Князь
Есть люди, к которым возвращаешься мыслями.
Словно к тихой пристани: за советом, вопросом или просто поболтать за кружкой "купчика"(чая).
С Князем у нас это было: «приколоться за жизнь».
«Приколоться» здесь – не смех, а разговор на сокровенное, на самое дно души.
Не раз упоминал я в дневниках своего знакомого с именем редким – Князь.
(Опа! Дневники, как у Твардовского? Игорь, неудержимо погружаешься в прелесть письма!)
Итак, Князь.
Не просто носитель благородного имени. Человек незаурядный.
Маленький ростом, тщедушный, будто хрустальная ваза тончайшей работы.
Но внутри – стержень из чистой стали, кремневый и негнущийся.
Эта несоразмерность поражала с первых минут знакомства.
Невзрачный с виду, курд по крови.
Но осанка, манера держаться среди волков воров– в нем текла кровь настоящих горных князей.

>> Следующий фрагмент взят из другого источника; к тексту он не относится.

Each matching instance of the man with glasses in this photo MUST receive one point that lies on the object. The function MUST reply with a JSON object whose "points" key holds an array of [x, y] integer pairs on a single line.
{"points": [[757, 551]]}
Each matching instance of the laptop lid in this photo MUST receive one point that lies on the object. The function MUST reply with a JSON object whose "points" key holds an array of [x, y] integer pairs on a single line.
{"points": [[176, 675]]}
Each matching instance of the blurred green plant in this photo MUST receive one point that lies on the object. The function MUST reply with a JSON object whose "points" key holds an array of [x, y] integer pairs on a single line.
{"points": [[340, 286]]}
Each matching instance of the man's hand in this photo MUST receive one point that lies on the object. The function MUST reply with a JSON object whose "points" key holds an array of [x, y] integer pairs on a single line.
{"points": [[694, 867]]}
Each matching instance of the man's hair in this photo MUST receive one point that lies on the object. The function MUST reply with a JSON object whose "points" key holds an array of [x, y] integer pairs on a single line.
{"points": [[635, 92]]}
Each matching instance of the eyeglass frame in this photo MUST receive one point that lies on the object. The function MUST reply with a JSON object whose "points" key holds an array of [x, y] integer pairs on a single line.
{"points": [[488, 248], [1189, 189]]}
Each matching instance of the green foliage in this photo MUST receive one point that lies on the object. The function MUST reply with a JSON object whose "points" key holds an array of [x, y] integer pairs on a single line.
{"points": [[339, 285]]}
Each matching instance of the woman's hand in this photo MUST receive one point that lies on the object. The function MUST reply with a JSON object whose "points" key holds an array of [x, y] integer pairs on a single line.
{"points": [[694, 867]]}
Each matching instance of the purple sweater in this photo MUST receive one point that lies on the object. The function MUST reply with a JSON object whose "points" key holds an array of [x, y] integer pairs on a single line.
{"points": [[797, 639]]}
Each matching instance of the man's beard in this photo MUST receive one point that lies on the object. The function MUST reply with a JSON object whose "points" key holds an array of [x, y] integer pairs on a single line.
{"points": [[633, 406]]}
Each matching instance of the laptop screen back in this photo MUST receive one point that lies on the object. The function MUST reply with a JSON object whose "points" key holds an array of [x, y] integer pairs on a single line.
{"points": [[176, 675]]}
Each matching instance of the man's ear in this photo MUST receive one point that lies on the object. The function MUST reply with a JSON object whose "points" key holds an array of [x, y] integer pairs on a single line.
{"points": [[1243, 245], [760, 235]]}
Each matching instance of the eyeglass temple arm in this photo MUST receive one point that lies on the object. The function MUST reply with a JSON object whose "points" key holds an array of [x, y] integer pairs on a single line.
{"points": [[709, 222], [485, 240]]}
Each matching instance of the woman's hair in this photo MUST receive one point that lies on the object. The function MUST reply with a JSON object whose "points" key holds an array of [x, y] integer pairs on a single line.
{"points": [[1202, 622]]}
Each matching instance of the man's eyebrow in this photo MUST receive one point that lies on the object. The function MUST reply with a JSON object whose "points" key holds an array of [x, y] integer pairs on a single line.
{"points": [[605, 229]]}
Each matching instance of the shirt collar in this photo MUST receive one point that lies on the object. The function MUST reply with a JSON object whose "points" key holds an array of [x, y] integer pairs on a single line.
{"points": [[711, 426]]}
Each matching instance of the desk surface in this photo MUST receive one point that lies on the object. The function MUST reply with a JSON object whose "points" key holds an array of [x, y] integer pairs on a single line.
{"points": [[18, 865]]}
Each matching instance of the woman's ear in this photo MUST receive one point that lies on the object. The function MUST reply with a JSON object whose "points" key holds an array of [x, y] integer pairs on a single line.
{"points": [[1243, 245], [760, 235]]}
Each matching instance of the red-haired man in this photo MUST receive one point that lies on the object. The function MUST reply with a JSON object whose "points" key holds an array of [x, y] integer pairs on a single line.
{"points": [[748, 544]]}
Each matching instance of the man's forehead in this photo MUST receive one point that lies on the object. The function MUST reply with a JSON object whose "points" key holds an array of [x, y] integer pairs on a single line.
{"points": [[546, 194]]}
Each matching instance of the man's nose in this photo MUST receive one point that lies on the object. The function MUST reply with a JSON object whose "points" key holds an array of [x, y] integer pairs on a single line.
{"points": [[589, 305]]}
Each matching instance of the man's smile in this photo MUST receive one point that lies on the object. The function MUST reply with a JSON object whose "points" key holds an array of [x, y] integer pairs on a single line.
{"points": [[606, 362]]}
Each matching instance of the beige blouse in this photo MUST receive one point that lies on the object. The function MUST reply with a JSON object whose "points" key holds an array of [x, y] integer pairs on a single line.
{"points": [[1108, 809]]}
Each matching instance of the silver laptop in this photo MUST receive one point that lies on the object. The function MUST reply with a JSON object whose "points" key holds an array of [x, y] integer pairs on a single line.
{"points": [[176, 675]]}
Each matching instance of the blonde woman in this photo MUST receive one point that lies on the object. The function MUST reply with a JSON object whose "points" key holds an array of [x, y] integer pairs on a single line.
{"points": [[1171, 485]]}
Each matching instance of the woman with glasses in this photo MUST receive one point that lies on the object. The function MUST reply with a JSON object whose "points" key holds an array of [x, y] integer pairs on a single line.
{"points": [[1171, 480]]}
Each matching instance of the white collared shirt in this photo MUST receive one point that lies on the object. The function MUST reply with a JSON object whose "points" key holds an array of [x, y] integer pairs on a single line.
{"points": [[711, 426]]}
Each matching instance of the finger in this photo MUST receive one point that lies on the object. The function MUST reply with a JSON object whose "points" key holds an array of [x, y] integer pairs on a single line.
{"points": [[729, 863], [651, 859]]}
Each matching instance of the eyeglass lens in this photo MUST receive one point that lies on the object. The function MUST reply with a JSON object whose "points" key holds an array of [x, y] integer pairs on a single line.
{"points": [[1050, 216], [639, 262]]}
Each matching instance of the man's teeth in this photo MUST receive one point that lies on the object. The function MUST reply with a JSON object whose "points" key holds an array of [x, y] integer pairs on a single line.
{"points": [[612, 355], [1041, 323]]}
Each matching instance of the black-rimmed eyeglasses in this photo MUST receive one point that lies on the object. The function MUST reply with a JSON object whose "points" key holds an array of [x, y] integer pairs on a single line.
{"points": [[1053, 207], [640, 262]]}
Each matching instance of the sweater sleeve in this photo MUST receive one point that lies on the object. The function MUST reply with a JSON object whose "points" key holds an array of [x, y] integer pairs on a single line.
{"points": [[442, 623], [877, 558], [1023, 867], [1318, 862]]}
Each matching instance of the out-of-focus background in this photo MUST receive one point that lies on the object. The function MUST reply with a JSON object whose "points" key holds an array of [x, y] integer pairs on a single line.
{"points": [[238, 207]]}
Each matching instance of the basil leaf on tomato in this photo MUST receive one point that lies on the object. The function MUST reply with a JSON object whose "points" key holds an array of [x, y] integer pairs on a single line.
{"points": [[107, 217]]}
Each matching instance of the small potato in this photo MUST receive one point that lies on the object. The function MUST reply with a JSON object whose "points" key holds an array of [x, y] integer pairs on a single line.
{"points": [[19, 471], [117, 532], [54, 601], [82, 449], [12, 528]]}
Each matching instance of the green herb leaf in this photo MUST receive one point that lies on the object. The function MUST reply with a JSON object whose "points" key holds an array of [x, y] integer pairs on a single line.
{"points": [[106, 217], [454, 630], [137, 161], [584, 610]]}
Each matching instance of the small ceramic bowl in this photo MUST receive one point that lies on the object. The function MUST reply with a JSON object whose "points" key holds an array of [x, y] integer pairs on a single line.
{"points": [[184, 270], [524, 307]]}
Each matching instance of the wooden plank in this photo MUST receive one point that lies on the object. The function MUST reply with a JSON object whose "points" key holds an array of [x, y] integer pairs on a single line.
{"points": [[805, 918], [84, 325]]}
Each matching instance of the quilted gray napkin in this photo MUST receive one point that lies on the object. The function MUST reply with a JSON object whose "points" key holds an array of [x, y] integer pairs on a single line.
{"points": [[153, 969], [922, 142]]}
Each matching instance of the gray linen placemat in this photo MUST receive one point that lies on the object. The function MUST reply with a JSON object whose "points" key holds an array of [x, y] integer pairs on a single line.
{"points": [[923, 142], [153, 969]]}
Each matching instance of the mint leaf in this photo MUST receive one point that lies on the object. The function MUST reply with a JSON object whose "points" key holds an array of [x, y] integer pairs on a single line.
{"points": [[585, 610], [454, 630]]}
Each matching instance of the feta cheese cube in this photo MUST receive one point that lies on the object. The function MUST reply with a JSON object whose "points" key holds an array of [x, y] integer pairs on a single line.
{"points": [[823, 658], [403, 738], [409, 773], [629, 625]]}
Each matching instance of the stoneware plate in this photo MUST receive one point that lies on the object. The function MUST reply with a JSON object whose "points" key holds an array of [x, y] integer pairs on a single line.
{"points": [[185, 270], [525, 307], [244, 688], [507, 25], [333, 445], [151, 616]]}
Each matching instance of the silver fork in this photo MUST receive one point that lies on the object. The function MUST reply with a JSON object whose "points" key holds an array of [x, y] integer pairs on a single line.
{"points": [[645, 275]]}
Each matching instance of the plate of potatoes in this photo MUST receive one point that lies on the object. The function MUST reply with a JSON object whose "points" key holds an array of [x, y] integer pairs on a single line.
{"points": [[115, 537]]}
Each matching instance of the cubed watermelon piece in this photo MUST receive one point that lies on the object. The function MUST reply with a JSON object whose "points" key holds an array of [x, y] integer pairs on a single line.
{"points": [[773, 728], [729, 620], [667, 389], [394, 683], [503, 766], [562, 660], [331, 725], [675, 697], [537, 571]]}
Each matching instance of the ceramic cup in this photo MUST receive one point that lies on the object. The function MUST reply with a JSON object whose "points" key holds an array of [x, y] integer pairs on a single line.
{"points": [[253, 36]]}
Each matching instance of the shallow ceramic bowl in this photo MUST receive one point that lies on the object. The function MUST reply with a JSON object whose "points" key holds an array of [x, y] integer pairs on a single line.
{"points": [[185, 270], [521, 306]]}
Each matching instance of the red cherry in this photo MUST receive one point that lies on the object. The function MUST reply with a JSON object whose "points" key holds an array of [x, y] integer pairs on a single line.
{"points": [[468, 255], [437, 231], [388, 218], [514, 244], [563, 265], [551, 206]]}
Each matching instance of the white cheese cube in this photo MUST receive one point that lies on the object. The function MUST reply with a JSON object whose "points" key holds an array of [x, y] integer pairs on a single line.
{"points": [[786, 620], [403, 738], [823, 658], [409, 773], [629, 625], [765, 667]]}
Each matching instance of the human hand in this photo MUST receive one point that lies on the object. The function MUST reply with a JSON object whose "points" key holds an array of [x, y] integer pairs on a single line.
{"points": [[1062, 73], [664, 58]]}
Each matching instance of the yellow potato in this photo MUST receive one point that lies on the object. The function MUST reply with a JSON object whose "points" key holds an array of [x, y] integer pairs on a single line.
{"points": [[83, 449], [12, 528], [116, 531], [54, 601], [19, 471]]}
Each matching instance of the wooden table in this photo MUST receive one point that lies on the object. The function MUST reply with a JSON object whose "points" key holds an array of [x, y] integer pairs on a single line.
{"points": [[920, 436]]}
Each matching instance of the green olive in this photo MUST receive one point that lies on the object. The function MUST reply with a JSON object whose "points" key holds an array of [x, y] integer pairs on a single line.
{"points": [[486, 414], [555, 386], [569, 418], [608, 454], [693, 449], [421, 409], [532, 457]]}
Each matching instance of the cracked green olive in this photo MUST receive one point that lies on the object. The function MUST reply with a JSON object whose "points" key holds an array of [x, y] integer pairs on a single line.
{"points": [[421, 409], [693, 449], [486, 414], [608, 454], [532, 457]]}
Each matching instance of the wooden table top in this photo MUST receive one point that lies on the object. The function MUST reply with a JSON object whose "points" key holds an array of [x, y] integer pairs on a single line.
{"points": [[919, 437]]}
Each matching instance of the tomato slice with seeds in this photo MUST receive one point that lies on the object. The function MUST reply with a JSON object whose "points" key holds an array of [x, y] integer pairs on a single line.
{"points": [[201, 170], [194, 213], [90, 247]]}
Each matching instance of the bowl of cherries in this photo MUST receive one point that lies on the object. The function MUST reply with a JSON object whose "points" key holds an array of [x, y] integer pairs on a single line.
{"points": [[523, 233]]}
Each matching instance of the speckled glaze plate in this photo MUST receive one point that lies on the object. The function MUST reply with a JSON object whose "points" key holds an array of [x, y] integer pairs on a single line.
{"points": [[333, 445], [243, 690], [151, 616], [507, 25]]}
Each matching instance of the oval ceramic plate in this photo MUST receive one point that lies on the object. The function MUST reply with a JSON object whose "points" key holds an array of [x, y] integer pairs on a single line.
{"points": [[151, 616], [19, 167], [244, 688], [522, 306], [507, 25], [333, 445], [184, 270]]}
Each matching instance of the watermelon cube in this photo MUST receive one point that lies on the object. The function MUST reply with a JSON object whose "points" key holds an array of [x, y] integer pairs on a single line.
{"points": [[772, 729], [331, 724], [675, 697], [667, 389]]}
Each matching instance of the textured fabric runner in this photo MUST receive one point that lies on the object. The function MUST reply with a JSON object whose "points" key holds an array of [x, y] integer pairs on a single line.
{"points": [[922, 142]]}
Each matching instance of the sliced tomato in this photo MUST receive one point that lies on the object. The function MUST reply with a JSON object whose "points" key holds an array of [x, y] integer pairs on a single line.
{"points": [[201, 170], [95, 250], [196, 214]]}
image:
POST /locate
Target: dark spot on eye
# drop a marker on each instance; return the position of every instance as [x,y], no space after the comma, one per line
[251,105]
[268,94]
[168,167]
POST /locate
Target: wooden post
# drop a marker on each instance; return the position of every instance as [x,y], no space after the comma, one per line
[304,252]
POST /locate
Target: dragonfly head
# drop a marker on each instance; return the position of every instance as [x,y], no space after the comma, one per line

Он был товарищ Вити Пана (Курского), вор в законе, живущий и поныне.
Мы сразу нашли общую волну, сошлись, как говорят: свой свояка видит издалека. Птицу видно – по полету, жигана – по лопарям.
Говорили обо всем: от буры до бокса, не раз мылили карты в одной курочке.
Позже узнал: его увезли на «особый» в Кировлаг.
Там, в каменном мешке одиночки, он скончался.
Его убили.
Скончался? Нет – его умертвила слепая жестокость системы.
Сущность его?
Человек-страдалец по призванию.
Он впитывал чужую боль, как иссушенная земля – дождь, нес немощь других на своих хрупких плечах туберкулезника.
Он жил, умирая каждым днем, и умирая – горел ярче жизни.
Этот маленький курд с глазами невероятной глубины и пронзительной ясности, как горные озера.
Знаете, есть глупая байка: мол, крупные бабы – для работы, мелкие – для любви.
Да простит он мне такую фигуру речи.
Так вот Князь был создан для терпения и жертвы, как древний мученик.
(Отступлю про женщин: не надо мне тут ля-ля! Порой крупная берёза даст фору любой лозе – и силой, и статью, и упругостью. Но это – к слову.)
Вернемся к Князю.
Он трезво чтил и уважал мужика – фундамент, камень воровского мира. Уважал, помогал, совет давал.
Но! Спуску не давал никому и ни в чем.
За проступок – расплата по всей строгости жизни.
Крысанул чужую пайку? Получишь по рогам так, что до конца срока в шерсть улетишь.
Сунул руку в общак?
Эту руку – сломают.
А то и обе.
И клеймо «гада» на лоб прилепят – до конца срока, и потом по-жизни не отмоешься.
Князь рвался к справедливости, как к свету в тюремном изоляторе.
И главное: я не уловил в нем ни капли подлости.
Ни явной, ни таящейся в потемках души. Что крайне редко в кривом зеркале блатных.